J.C. Ryle

And the book of the prophet Isaiah was handed to Him. And He opened the book and found the place where it was written, “The Spirit of the Lord is upon Me, because He anointed Me to preach the gospel to the poor. He has sent Me to proclaim release to the captives, and recovery of sight to the blind, to set free those who are oppressed, to proclaim the favorable year of the Lord” (Lucas 4:17-22).

We may well believe that there was a deep meaning in our Lord’s selection of this special passage of Isaiah. He desired to impress on his Jewish hearers, the true character of the Messiah, whom He knew all Israel were then expecting. He well knew that they were looking for a mere temporal king, who would deliver them from Roman dominion, and make them once more first among the nations. Such expectations, He would have them understand, were premature and wrong. Messiah’s kingdom at his first coming was to be a spiritual kingdom over hearts. His victories were not to be over worldly enemies, but over sin. His redemption was not to be from the power of Rome, but from the power of the devil and the world.
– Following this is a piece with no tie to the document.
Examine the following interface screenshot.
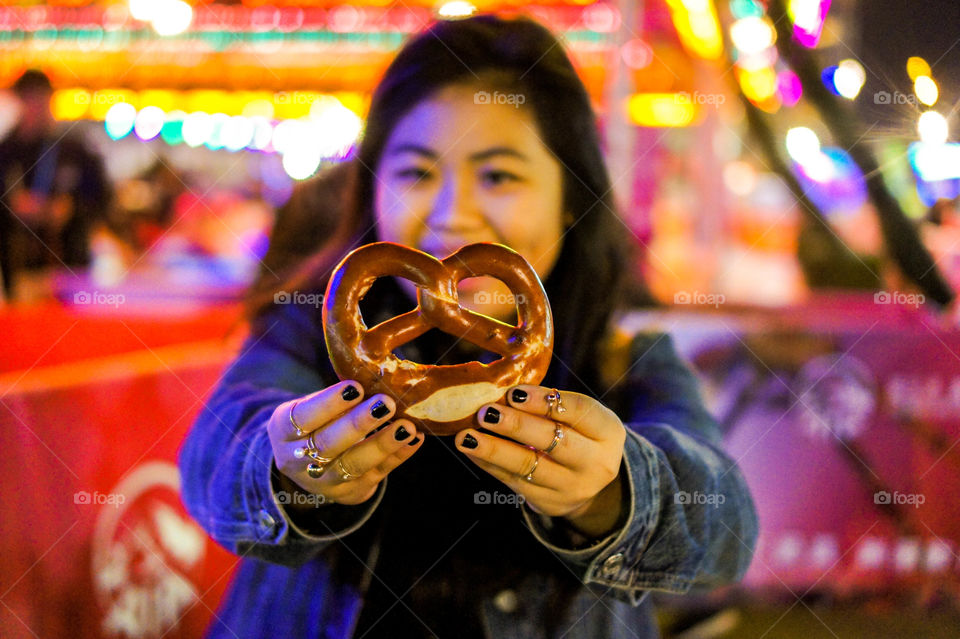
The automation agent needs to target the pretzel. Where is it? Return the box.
[323,242,553,435]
It was in this way, and in no other way at present, that they must expect to see the words of Isaiah fulfilled.

Let us take care that we know for ourselves in what light we ought chiefly to regard Christ. It is right and good to reverence Him as very God. It is well to know Him as Head over all things—the mighty Prophet,—the Judge of all,—the King of kings. But we must not rest here, if we hope to be saved. We must know Jesus as the Friend of the poor in spirit, the Physician of the diseased heart, the Deliverer of the soul in bondage. These are the principal offices He came on earth to fulfill. It is in this light we must learn to know Him, and to know Him by inward experience, as well as by the hearing of the ear. Without such knowledge we shall die in our sins.

We should observe what an instructive example we have in these verses of the manner in which religious teaching is often heard. We are told that when our Lord had finished His sermon at Nazareth, His hearers “bare Him witness, and wondered at the gracious words which proceeded out of His mouth.” They could not find any flaw in the exposition of Scripture they had heard. They could not deny the beauty of the well-chosen language to which they had listened. “Never man spake like this man.” But their hearts were utterly unmoved and unaffected. They were even full of envy and enmity against the Preacher. In short, there seems to have been no effect produced on them, except a little temporary feeling of admiration.

It is vain to conceal from ourselves that there are thousands of persons, in Christian churches, in little better state of mind than our Lord’s hearers at Nazareth. There are thousands who listen regularly to the preaching of the Gospel, and admire it while they listen. They do not dispute the truth of what they hear. They even feel a kind of intellectual pleasure in hearing a good and powerful sermon. But their religion never goes beyond this point. Their sermon-hearing does not prevent them living a life of thoughtlessness, worldliness, and sin.